Peterlee New Town
Peterlee was unique amongst the wave of new towns designated across England under the New Towns Act of 1946, in that is was actually requested by the local council. The report, “Farewell Squalor” published in 1946 called for a concentrated development of new housing and amenities forming a centre for the colliery villages of East Durham. The report was written by Easington Rural District Council’s Surveyor. He wrote:
“… let us open our eyes and look brightly forward and onward to the new town, the new living . . . Peterlee” (C.W. Clarke, Farewell Squalor, 1946)

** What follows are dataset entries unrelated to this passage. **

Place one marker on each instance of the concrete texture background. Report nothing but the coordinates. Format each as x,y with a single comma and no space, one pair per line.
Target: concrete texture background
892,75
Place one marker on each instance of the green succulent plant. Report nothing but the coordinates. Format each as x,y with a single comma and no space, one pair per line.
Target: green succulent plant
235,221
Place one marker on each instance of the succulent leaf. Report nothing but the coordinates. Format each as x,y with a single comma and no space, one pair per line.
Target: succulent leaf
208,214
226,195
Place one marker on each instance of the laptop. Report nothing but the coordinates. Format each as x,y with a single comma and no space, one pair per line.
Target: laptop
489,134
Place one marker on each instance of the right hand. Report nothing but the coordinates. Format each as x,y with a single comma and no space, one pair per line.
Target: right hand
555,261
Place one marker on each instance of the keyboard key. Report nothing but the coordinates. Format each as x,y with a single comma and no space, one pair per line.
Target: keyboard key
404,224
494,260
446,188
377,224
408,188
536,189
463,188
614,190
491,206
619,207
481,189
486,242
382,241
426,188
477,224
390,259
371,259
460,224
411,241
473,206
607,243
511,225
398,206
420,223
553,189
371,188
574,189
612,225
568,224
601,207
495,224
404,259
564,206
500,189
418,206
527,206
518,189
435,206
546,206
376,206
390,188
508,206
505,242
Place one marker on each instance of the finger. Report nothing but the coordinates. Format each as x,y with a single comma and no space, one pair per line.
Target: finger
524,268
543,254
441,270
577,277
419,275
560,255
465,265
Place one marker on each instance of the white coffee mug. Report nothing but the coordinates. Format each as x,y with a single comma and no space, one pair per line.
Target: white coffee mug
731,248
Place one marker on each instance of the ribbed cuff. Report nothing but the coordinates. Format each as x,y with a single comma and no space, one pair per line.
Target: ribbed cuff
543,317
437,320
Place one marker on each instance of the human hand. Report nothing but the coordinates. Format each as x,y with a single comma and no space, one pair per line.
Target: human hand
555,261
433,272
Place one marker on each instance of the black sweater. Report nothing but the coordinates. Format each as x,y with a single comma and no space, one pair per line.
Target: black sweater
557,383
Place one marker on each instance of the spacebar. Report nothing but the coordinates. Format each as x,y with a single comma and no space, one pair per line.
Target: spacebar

The new town would be a “miners’ capital of the world”. Berthold Lubetkin was appointed as Chief Architect and Planner. Himself a Russian émigré, Lubetkin was enthusiastic at the prospect of progressive socialist utopia. Working with a team including the young Ryder and Yates, Lubetkins proposals which centred around a classically inspired triad of large slab blocks met with immediate opposition, however, from the National Coal Board (NCB). The NCB were unwilling to allow the development of large buildings, which as they saw, might impede future mining beneath the town. Having been promised a free hand in the design, Lubetkin found that his plans were being compromised and eventually resigned from his post in early 1950.
The Grenfell Baines Group, designers at Newton Aycliffe were drafted in and two years later the first houses were completed, but Lubetkin’s departure was a sore loss and marked what was later described as a “descent from the spectacular to the nondescript” for the town.
In 1955, artist Victor Pasmore was drafted in with the brief to help the architects ‘lift their eyes to a new horizon’. Pasmore contributed to the planning and aesthetics of the Sunny Blunts estate which centres around his livable public sculpture, the Apollo Pavilion.